Friday, November 18, 2011
Related Party and Tax Deductions
If you are a partnership, LLC or S corporation and report on the accrual basis, this may apply to you.
You may be aware that there are restrictions on deductions between related accrual-basis and cash-basis entities or individuals. These are the “related party” rules of IRC Section 267 and are well-known to tax accountants. By the way, these rules drive on a one-way street: the effect is to delay the deduction, not to delay the income.

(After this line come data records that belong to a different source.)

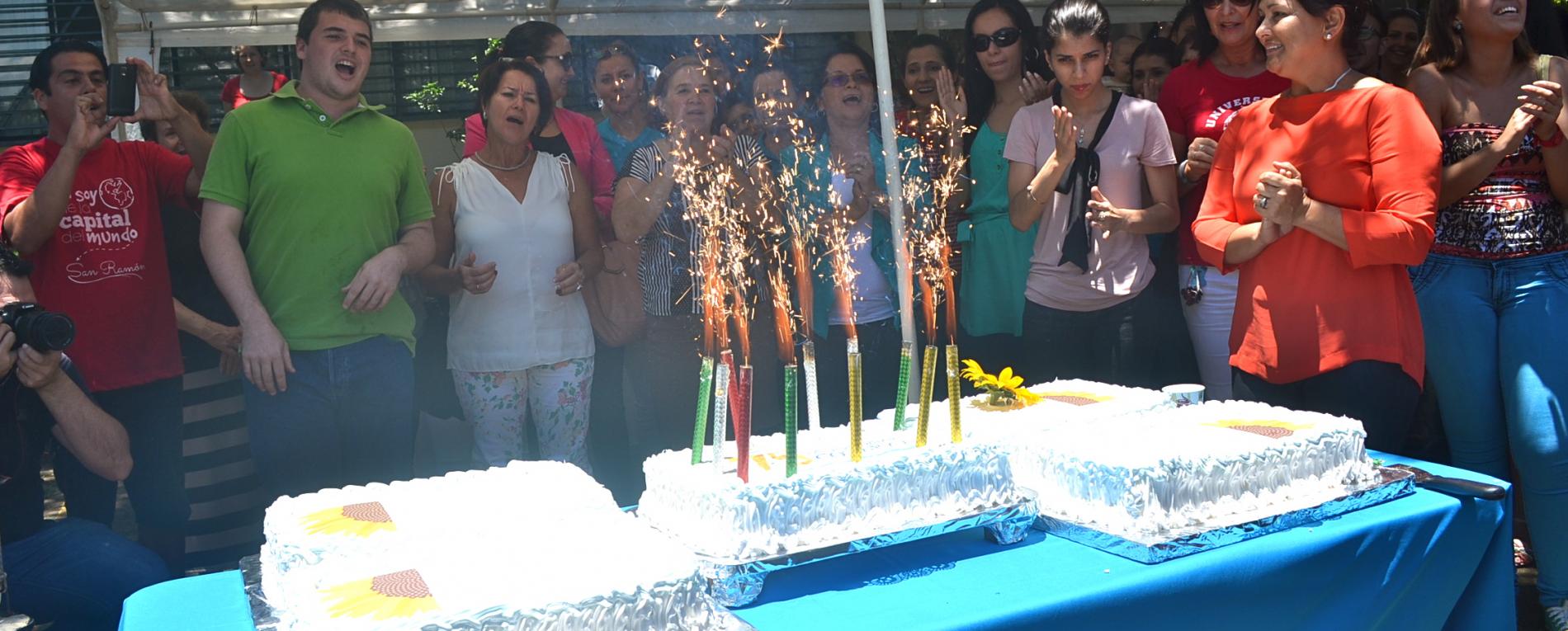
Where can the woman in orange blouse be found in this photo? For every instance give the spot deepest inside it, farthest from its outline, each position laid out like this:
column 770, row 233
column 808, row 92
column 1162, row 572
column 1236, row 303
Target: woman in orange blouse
column 1322, row 196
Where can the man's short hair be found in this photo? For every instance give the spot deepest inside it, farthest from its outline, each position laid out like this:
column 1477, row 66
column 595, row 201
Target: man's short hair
column 347, row 8
column 45, row 63
column 191, row 104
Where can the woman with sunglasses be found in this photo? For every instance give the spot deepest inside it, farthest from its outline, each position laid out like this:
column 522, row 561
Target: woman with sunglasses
column 1198, row 101
column 1078, row 168
column 1004, row 71
column 566, row 132
column 1495, row 284
column 1320, row 198
column 618, row 83
column 839, row 179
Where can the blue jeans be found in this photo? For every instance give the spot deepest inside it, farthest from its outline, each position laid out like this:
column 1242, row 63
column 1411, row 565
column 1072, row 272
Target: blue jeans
column 151, row 414
column 1498, row 356
column 347, row 418
column 78, row 573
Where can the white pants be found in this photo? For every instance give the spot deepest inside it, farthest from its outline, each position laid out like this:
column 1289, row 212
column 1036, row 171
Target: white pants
column 540, row 409
column 1209, row 326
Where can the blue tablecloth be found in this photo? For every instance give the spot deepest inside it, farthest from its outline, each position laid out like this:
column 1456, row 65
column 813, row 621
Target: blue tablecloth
column 1427, row 561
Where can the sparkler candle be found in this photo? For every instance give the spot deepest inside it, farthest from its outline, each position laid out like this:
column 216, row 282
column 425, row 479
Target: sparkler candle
column 720, row 409
column 742, row 415
column 808, row 354
column 927, row 376
column 900, row 420
column 952, row 343
column 855, row 400
column 928, row 365
column 740, row 404
column 703, row 390
column 789, row 420
column 786, row 340
column 952, row 392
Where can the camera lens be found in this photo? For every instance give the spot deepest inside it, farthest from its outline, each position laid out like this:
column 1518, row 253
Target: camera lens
column 50, row 332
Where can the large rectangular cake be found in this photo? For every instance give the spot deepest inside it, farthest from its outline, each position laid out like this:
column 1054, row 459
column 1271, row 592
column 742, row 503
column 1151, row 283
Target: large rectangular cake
column 1186, row 470
column 830, row 500
column 535, row 545
column 1060, row 401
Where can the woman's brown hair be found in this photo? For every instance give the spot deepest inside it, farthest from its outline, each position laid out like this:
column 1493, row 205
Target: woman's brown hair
column 1444, row 41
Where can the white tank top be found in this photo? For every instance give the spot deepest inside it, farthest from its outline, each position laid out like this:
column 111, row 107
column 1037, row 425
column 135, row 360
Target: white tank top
column 519, row 323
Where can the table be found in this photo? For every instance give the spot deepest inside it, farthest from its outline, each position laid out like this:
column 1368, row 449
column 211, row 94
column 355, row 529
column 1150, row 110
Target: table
column 1426, row 561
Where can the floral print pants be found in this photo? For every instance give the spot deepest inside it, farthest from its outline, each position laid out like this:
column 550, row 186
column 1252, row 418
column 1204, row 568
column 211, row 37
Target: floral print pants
column 538, row 411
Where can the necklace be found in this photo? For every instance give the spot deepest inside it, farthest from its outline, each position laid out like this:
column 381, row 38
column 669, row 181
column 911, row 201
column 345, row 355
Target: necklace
column 507, row 168
column 1336, row 82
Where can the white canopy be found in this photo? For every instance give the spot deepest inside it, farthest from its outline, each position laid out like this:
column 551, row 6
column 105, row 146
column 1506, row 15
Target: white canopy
column 140, row 27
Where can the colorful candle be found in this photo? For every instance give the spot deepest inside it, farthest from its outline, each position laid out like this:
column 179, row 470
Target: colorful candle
column 927, row 376
column 952, row 393
column 703, row 390
column 742, row 414
column 808, row 354
column 789, row 421
column 720, row 409
column 900, row 418
column 855, row 400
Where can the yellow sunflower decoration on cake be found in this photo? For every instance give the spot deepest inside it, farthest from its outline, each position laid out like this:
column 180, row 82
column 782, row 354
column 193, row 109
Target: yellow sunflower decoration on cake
column 357, row 520
column 388, row 597
column 1003, row 388
column 1264, row 428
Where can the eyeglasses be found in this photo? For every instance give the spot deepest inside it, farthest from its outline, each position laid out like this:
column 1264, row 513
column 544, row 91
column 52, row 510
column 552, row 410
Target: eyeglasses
column 1003, row 40
column 1238, row 3
column 839, row 80
column 564, row 60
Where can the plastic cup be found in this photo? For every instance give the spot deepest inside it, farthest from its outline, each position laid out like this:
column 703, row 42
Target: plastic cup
column 1184, row 393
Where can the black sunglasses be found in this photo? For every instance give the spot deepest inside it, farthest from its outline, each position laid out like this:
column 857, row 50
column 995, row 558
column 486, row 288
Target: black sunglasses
column 1003, row 38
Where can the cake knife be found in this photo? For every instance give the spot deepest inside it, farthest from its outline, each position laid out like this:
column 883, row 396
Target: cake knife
column 1454, row 486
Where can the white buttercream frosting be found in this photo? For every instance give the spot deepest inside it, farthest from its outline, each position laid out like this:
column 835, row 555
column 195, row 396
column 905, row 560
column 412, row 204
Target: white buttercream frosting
column 1188, row 470
column 529, row 544
column 830, row 500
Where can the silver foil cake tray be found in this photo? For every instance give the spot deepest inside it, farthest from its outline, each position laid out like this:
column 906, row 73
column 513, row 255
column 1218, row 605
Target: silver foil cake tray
column 1388, row 484
column 736, row 583
column 264, row 617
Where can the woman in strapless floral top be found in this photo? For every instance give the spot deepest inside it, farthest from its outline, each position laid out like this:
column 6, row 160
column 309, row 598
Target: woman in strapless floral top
column 1493, row 290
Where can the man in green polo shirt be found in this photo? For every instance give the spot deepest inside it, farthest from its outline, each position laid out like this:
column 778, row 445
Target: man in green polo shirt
column 331, row 198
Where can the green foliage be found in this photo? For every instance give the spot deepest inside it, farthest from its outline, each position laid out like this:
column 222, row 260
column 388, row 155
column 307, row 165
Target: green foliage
column 428, row 96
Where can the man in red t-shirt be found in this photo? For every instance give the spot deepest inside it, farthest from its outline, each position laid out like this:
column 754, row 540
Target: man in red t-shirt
column 87, row 212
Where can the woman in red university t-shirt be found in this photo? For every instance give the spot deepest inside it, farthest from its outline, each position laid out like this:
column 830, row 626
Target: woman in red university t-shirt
column 1322, row 196
column 1198, row 101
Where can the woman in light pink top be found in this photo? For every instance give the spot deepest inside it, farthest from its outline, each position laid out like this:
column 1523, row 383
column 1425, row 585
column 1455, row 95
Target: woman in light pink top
column 1078, row 167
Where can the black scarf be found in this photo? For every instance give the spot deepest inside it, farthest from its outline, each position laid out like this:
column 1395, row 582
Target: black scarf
column 1082, row 176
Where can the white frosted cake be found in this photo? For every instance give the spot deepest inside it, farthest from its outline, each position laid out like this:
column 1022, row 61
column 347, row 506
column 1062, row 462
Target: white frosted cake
column 1060, row 401
column 830, row 500
column 535, row 545
column 1193, row 469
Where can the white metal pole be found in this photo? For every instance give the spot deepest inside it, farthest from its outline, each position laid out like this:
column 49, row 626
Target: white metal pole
column 891, row 165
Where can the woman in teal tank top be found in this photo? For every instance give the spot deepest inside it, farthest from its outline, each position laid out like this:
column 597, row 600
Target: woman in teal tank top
column 1003, row 73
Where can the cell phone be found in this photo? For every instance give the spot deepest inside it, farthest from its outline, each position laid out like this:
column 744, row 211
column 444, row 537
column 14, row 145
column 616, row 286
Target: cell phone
column 121, row 90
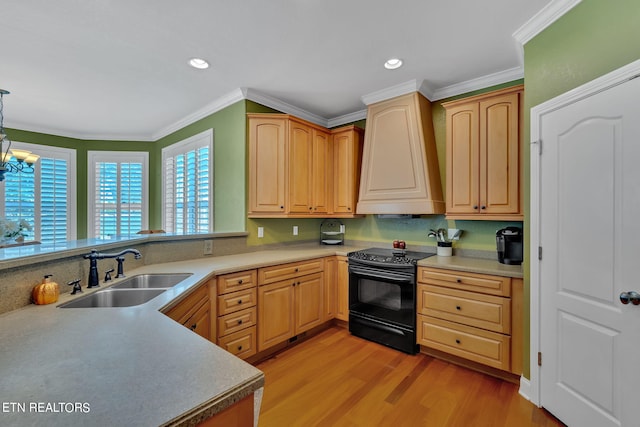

Sanctuary, Inc is a C Corporation and accrual-basis taxpayer. It owes $34,000 at year-end to Sam (a Schedule C) for the provision of goods or services. Sam is a 51% shareholder. Sam is on the cash-basis, as most individuals are. Sanctuary, Inc cannot deduct the $34,000 until Sam includes it in income, because more-than-50% ownership triggers the related party rule.
Sam (a Schedule C) owes Sanctuary, Inc $27,000 at year-end for the provision of goods or services. Sam (a Schedule C) cannot deduct this until it makes payment. Sam (a Schedule C) is, after all, on the cash-basis. Sanctuary, Inc is quite unruffled by all this. As an accrual-basis entity, it will report the $27,000 in income without waiting for Sam’s (a Schedule C) deduction.
The trap here is the more-than-50 percent rule. The 50% requirement goes away if the transaction is between an S corporation, partnership/LLC and a shareholder or partner/member.
Change Sanctuary to a partnership, LLC or S corporation and the threshold drops to any ownership. As an example, an accrual to a 2-percent S- corporation shareholder would be disallowed under the related party rules.
Why? Here is how I make sense of it. As a pass-through investor, both sets of numbers will wind up on one income tax return. The IRS is therefore stricter than it would be if the numbers wound up on two tax returns, such as between a C corporation and an individual.